I can’t stand biased or inconsistent people, which everyone has and is. It is probably my biggest pet peeve after not getting refills quickly at restaurants for drinks. You have no idea how hard I try to see everything from all sides. It drives even me nuts at times, but the benefits can be great.



My point in bringing up the sex parties was not to say they are wrong, but to say that the bigots feel the same way about those parties as they do about drag in general and kids interacting with queer adults in any way.

Part of your reply was people will make a big deal about it and it could even go national. My point was those people that make it a big deal are usually not taken seriously. At least by the majority any more.



Now with that said, the board decided to change up how everything is done next year. The current President just wants a lot of paid entertainers, so as of now it wont really be that interactive with attendees on a stage for really any reason. That may change though.
 
So they work for the government? I'm sorry they couldn't find honest jobs, but how does that keep them from being bold?

I'd be interested, but the PPP (Portland Pink Pistols) is in a bit of disarray just now: our long-time fearless leader had to step down for personal and economic reasons, and our three biggest organizer types besides him are having their own troubles in this economy (and one with the city, which suddenly decided that changes to his property made two owners earlier before a certain law was passed have to be undone to conform with current law, in spite of the fact that that's against the law; it's cost him $12k so far and no end in sight).

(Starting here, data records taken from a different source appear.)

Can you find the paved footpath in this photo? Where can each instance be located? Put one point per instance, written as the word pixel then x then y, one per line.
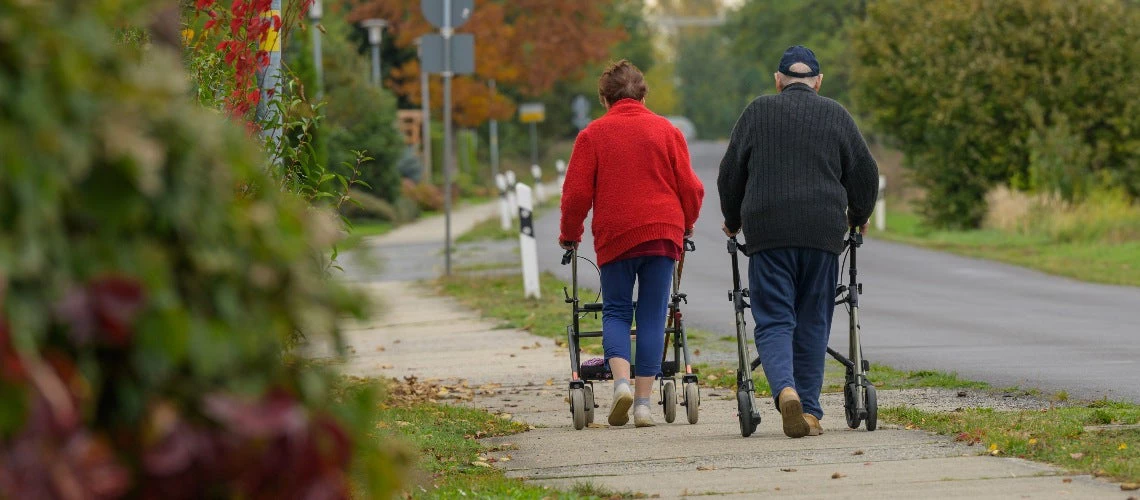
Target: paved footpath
pixel 431 337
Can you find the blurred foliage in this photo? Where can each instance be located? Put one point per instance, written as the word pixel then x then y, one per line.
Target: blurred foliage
pixel 1039 95
pixel 152 278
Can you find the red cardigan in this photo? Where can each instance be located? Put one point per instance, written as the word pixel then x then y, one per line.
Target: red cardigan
pixel 632 166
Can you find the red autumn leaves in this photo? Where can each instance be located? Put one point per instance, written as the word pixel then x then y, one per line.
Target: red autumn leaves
pixel 247 29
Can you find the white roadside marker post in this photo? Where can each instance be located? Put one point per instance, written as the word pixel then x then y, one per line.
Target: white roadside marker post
pixel 528 247
pixel 561 167
pixel 504 204
pixel 539 190
pixel 880 205
pixel 512 198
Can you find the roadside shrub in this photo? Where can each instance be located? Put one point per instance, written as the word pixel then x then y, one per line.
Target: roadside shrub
pixel 152 278
pixel 1104 216
pixel 983 93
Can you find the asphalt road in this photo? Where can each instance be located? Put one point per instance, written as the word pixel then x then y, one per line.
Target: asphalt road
pixel 928 310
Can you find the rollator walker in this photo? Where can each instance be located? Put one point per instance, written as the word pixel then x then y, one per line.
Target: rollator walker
pixel 583 375
pixel 860 399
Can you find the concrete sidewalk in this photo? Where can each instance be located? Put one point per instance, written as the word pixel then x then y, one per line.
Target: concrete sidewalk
pixel 431 337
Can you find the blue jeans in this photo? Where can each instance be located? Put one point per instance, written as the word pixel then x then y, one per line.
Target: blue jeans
pixel 654 278
pixel 792 293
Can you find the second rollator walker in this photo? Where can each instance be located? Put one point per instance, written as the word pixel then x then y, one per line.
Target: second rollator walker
pixel 860 398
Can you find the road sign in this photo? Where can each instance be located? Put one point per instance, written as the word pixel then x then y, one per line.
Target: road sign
pixel 580 107
pixel 463 54
pixel 461 11
pixel 531 112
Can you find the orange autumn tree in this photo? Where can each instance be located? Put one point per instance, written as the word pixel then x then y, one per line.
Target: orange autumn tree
pixel 523 44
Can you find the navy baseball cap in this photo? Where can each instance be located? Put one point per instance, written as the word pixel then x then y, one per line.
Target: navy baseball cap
pixel 799 54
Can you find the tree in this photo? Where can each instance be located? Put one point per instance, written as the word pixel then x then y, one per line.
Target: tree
pixel 527 46
pixel 979 93
pixel 715 87
pixel 760 31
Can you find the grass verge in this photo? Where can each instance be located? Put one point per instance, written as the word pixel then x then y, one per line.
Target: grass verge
pixel 1114 263
pixel 369 228
pixel 724 376
pixel 1100 439
pixel 491 229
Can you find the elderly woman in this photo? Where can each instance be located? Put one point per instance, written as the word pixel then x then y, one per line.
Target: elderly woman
pixel 632 166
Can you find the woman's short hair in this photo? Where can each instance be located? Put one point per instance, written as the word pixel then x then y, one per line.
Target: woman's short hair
pixel 621 81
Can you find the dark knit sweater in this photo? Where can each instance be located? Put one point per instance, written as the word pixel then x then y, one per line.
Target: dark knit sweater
pixel 796 162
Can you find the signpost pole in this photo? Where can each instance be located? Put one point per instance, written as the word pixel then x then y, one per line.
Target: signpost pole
pixel 446 31
pixel 425 109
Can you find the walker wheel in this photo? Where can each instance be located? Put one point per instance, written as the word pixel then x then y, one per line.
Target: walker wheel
pixel 588 396
pixel 748 420
pixel 692 401
pixel 851 394
pixel 669 400
pixel 578 408
pixel 872 408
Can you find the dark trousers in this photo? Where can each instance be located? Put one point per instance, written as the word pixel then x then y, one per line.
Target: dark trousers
pixel 792 297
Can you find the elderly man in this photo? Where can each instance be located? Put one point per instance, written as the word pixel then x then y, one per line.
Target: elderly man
pixel 796 175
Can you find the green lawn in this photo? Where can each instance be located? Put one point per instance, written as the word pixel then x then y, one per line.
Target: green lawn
pixel 369 228
pixel 491 229
pixel 1090 261
pixel 1100 437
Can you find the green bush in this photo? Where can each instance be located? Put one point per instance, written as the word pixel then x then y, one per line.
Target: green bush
pixel 982 93
pixel 359 115
pixel 152 276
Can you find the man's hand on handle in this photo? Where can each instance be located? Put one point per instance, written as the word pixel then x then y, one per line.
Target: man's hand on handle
pixel 726 231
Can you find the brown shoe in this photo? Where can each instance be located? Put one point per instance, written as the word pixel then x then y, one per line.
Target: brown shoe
pixel 791 411
pixel 813 425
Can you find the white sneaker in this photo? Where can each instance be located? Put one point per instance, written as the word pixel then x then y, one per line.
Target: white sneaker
pixel 643 417
pixel 623 399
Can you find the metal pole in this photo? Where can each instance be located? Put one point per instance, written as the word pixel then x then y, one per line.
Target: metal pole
pixel 315 13
pixel 494 139
pixel 375 64
pixel 425 107
pixel 271 76
pixel 534 142
pixel 447 137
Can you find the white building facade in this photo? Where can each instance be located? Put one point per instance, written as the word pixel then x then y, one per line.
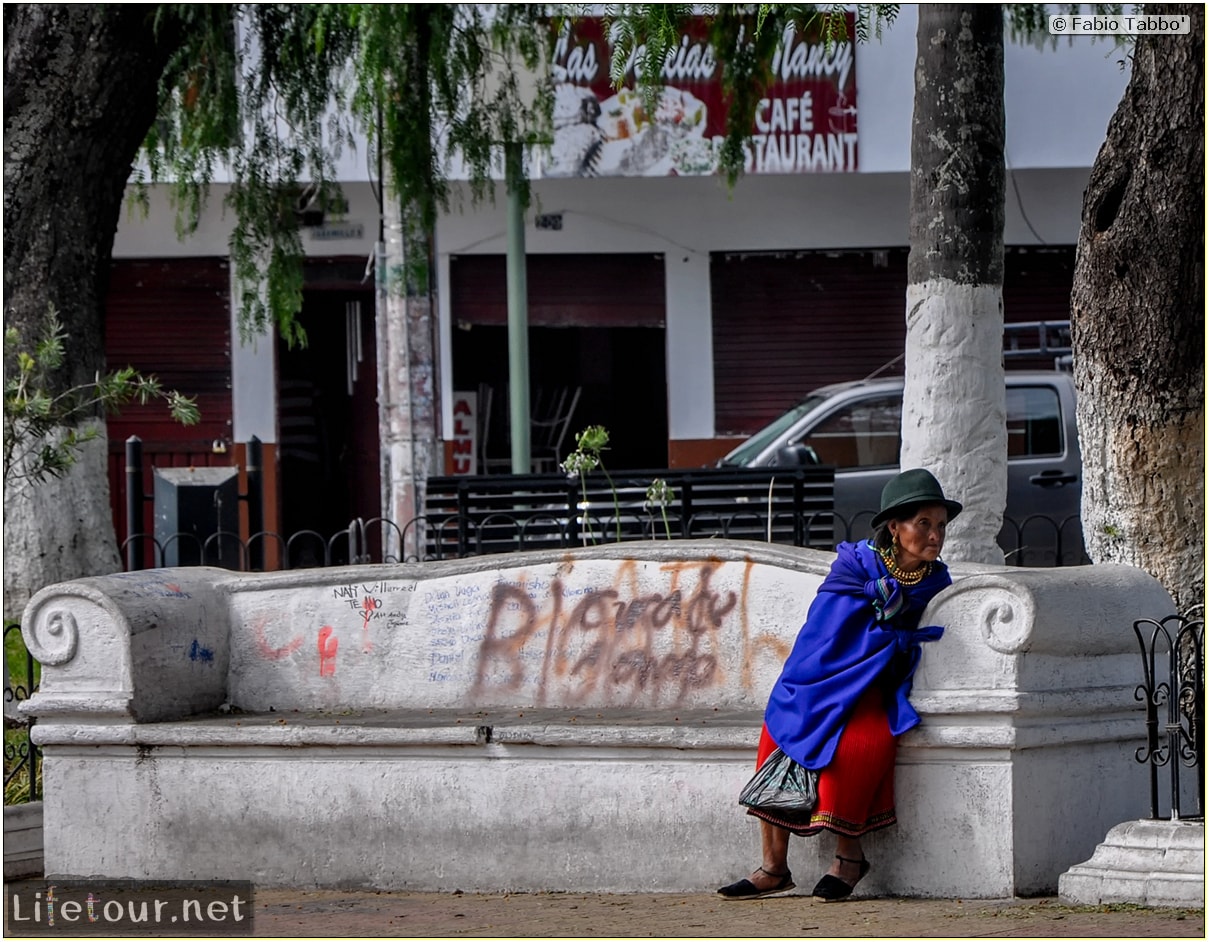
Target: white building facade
pixel 683 312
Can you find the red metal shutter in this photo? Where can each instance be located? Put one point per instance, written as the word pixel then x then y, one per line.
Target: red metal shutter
pixel 172 318
pixel 786 323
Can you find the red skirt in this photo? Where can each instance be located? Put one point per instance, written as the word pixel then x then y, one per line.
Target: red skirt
pixel 856 791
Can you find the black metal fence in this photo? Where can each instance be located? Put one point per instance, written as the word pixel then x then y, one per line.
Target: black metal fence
pixel 1174 693
pixel 21 755
pixel 487 514
pixel 507 513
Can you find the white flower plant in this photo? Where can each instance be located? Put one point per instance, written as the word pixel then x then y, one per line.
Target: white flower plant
pixel 588 456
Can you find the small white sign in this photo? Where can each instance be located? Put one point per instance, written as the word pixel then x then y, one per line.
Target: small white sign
pixel 464 433
pixel 335 231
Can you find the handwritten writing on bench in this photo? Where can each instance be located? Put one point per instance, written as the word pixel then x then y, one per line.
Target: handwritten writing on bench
pixel 620 633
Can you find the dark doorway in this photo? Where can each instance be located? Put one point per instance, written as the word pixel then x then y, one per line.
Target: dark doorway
pixel 328 428
pixel 620 371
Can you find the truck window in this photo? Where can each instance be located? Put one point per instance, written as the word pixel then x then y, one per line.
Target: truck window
pixel 863 434
pixel 1034 422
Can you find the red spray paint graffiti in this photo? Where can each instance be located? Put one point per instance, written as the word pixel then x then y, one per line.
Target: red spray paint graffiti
pixel 328 645
pixel 651 647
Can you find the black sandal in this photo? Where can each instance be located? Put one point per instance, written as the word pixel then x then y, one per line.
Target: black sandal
pixel 748 890
pixel 831 888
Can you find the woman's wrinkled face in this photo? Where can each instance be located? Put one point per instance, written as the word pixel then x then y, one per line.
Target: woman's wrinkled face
pixel 920 536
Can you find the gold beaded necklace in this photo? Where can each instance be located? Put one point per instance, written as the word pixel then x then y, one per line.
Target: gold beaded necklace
pixel 903 577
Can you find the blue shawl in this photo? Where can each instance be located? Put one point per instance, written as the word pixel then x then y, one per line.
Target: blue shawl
pixel 861 629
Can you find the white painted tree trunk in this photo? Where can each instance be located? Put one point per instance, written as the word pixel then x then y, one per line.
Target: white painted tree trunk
pixel 954 410
pixel 61 529
pixel 410 445
pixel 954 421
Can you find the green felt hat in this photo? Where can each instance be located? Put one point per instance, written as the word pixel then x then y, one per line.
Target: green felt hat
pixel 917 486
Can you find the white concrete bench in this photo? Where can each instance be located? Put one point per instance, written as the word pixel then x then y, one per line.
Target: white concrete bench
pixel 557 721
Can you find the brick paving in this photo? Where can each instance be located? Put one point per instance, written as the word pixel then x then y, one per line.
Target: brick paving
pixel 368 913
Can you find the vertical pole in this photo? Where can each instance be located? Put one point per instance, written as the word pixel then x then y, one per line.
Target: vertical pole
pixel 518 313
pixel 134 501
pixel 255 504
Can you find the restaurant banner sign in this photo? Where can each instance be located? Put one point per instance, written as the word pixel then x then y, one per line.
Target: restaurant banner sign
pixel 805 122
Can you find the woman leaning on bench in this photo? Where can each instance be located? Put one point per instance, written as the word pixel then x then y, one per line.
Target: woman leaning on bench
pixel 840 701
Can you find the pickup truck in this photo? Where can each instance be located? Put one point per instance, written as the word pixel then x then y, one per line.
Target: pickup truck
pixel 855 427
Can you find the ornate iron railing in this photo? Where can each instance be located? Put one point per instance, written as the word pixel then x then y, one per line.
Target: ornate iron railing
pixel 1173 662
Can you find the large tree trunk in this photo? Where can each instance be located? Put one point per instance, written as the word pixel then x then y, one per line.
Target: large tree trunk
pixel 81 85
pixel 411 448
pixel 954 420
pixel 1138 322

I don’t think they want to stick out to much. I don’t know how it works, but not including 2009, none of us was on the board. The members of the board then did not do/keep paper work that the board is required to have by state, county and city law. It is thought if the IRS audited the non profit that the non profit would be shut down. On top of that some of these people are well known around here. I think there may be some personal embarrassment if the non profit gets pegged with anything while they serve on the board of it. I also just think they like it low key and non wild. Its something we talked about a bit tonight


As for the Portland Pink Pistols keep in mind this is planning for August, 7th 2010. If you or the Portland Pink Pistols wanted in, there is time to organize on your end while we do the same.

To be honest though I don’t know how the others feel about guns, but I know I would take issue if they didn’t allow your group a booth. Anyways I think different ideas being shown is a great thing for PRIDE events.
 
There shouldn't be any trophies in the first place. The only prizes should be ribbons awarded to anyone who earns them, ribbons covering all the different things one needs to get right to do drag well.

In the spirit of the event, make them hair ribbons. :D

As I wrote in post 90 it doesn’t matter any more right now.


I do want to say though that our event really only gets a couple 10 to 13 year olds. And about a dozen 16 to 20 year olds. If they got anything I am sure it would be a gag gift and all would get something. Also even if the board said okay to a drag show for kids there would be a good chance it still wouldn’t happen if the ones that asked for it didn’t show up on the day of PRIDE. Even vendors that pay to attend don’t show up quite a bit.
 
I think it in nature isn't kid friendly. I don't think anyone that isn't of legal age should be pressured into any sexual decisions which includes decisions on their sexuality. Its just my opinion... Maybe its just because I would enjoy it more if it was more adult...

Just because a kid goes to a PRIDE event doesn't mean anyone is trying to change them in any way.